Fourth picture is the same as the first.

Last picture is anubias barteri nana (don't plant the rhizome out of the light).


----------



## HeyPK (Jan 23, 2004)

Pictures 1 and 4 are Cryptocoryne crispulata, variety flaccidifolia. 
Picture 2 has two sword plants front right---probably E. bleheri, and front left, possibly E. osiris. Thest two will get very large. The middle plant is one of the Cryptocorynes from Sri Lanka, possibly C. undulata or C. wendtii grown under low light. 

Picture 3 is an Anubias, probably A. barteri, var. barteri.

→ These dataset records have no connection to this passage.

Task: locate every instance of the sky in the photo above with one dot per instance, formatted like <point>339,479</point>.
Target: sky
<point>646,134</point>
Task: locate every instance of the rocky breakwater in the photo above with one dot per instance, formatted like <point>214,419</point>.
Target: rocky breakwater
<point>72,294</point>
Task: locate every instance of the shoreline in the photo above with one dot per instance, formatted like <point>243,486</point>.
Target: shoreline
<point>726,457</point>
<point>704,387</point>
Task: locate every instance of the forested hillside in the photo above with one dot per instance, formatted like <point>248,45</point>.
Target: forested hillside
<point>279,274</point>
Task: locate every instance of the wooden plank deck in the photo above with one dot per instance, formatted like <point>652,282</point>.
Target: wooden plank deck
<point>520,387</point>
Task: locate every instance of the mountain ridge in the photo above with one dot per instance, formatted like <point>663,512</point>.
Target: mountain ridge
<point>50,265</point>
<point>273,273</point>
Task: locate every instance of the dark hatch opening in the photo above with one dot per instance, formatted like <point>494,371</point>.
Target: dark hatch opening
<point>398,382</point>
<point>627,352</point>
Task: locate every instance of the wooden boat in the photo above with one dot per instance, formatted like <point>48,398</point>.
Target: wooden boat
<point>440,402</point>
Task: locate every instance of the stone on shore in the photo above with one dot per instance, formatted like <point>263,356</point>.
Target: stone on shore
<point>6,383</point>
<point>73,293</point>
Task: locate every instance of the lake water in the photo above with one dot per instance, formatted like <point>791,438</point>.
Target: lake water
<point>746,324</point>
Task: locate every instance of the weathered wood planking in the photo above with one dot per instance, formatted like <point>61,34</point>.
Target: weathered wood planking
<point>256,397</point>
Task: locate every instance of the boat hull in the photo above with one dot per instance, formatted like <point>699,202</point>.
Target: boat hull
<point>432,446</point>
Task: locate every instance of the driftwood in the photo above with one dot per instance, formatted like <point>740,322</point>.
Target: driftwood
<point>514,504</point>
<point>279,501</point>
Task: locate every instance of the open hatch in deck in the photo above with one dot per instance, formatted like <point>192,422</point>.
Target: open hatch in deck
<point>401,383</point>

The plant to the left is Java fern, Microsorum pteropus. 

The last picture is another Anubias with some more of the Java fern behind it. 

See our Plantfinder for lots of pictures and information.


----------



## icom (Feb 23, 2008)

ok so this is an Amazon Sword ? i hope so,I'd like to have a few of them










this is Crypt Wendti










and this one is ??










I thought the plants in the 1st pic (1st post set) were Vals of some sort and so did the person who sent them; and I was pretty sure the others were Anubias,just didn't know which one's as they look way different than the Anubias I have in another tank

As you can probably see,the plants were in pretty bad shape..I now have them in a 10g with 2 watts per gallon,in Flourite substrate and DIY CO2 to try to get them in better shape (except the Anubias,they are in a different tank with more watts per gallon) I can get anything from 20w to 52watts over the 10g tank if any need more light.

i knew about the Java Fern and Java Moss,I've had those for a few months,I have about a footbal size wad of Java Moss in a 10g shrimp tank that the smaller portions in the pic came from

So which of these will get big enough for a background plant in a 29g and 55g ?


----------



## HeyPK (Jan 23, 2004)

The first picture (second set) is the good old tank-buster amazon sword, and you have two, maybe three of them! They get big!. Separate them. 

Picture 3, second set, looks like one of the new Echinodorus varieties that has spots. It could be Echinodorus 'Ozelot', 

The sword plants will get too big to be a background plant in a 55 or a 29, although they will look nice until they get too big. Some people keep them at the size they want by stripping off most of the older leaves when they start getting too large. If left alone they will fill all the space from back to front in a 55, and just one of them would pretty much occupy all of a 29. If you plant them close together in a group, that tends to limit the size of the individual plants.


----------



## icom (Feb 23, 2008)

HeyPK said:


> The first picture (second set) is the good old tank-buster amazon sword, and you have two, maybe three of them! They get big!. Separate them.
> 
> Picture 3, second set, looks like one of the new Echinodorus varieties that has spots. It could be Echinodorus 'Ozelot',
> 
> The sword plants will get too big to be a background plant in a 55 or a 29, although they will look nice until they get too big. Some people keep them at the size they want by stripping off most of the older leaves when they start getting too large. If left alone they will fill all the space from back to front in a 55, and just one of them would pretty much occupy all of a 29. If you plant them close together in a group, that tends to limit the size of the individual plants.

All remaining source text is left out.